I finally rose and dressed while the moon was still in the sky, and crept downstairs to the kitchen with my shoes in my hand. I was determined to try my best so that Mrs. Prevost would not send me away to be sold. I raked the coals and brought the banked fire back to life with fresh wood. The well wasn’t far from the back door, and I drew a bucket so I could fill the heavy kettle over the fire to heat for tea, and whatever else Chloe would require for the family’s breakfast.
Next I took the broom from behind the door and swept the back steps clean, and began to do the same with the broad porch across the front of the house. By then the sun had become a warm glow upon the horizon, and I could see all that I’d missed last night when we’d arrived. The house sat on a slight rise, and on the other side of the drive was a green lawn that sloped down to a shinin
g millpond, as smooth as a mirror. Beyond that lay fields nodding with grain that was close to harvest.
Everything was lush and still, with only the first birds chattering in the trees overhead and a soft mist hanging low over the grass. I’d never in my short, crowded, noisy life experienced anything as serene, or as peaceful. As I stood there with the broom in my hand, I tried to imagine what it was to be Mrs. Prevost. Each morning I’d awake to this comfort, this beauty, this peace. I’d be secure in the knowledge that all I saw belonged to my husband, and that our children would never want because of it.
I was so lost in reflection that I failed to realize that I was no longer alone.
“A beautiful morning, Mary, is it not?” said Mrs. Prevost beside me. “This is my favorite time of the day, when the dew is still upon the grass and the children are still abed.”
“Good day, mistress,” I said, bowing awkwardly with the broom in my hand.

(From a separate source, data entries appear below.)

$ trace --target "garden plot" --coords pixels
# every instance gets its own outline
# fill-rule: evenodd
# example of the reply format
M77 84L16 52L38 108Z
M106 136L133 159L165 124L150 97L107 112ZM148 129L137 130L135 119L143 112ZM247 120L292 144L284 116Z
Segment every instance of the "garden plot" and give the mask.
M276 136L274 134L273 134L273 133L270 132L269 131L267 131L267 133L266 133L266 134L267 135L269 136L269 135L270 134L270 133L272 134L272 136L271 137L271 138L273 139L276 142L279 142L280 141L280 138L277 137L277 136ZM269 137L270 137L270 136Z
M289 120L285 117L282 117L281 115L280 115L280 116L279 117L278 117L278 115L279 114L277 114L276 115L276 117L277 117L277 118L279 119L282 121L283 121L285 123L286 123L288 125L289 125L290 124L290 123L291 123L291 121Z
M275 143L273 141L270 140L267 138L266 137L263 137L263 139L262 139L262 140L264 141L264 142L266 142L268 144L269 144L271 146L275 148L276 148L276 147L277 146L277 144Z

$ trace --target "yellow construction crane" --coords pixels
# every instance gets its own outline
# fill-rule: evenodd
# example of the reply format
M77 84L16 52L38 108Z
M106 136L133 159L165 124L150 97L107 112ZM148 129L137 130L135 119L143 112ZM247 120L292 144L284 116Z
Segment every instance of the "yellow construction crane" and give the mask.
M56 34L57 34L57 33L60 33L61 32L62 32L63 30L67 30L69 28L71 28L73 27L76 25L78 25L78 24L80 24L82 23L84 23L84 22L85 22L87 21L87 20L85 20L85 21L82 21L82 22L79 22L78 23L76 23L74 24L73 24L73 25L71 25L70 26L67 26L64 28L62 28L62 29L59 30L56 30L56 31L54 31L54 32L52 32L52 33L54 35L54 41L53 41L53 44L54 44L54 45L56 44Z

To have her find me standing idle and dreaming was not the best beginning.
“It is a good day,” she said, looking past me toward the pond and trees. “Indeed, a thoroughly splendid day.”
She smiled at the morning, not at me, and stretched her arms before her as if to embrace it. She was wearing a loose dressing gown of flower-patterned silk that floated around her slender form, her feet bare in flat red mules and her dark hair still plaited for the night. Standing beside her, I was surprised by how she wasn’t much taller than I was myself; she’d seemed far more imposing last night.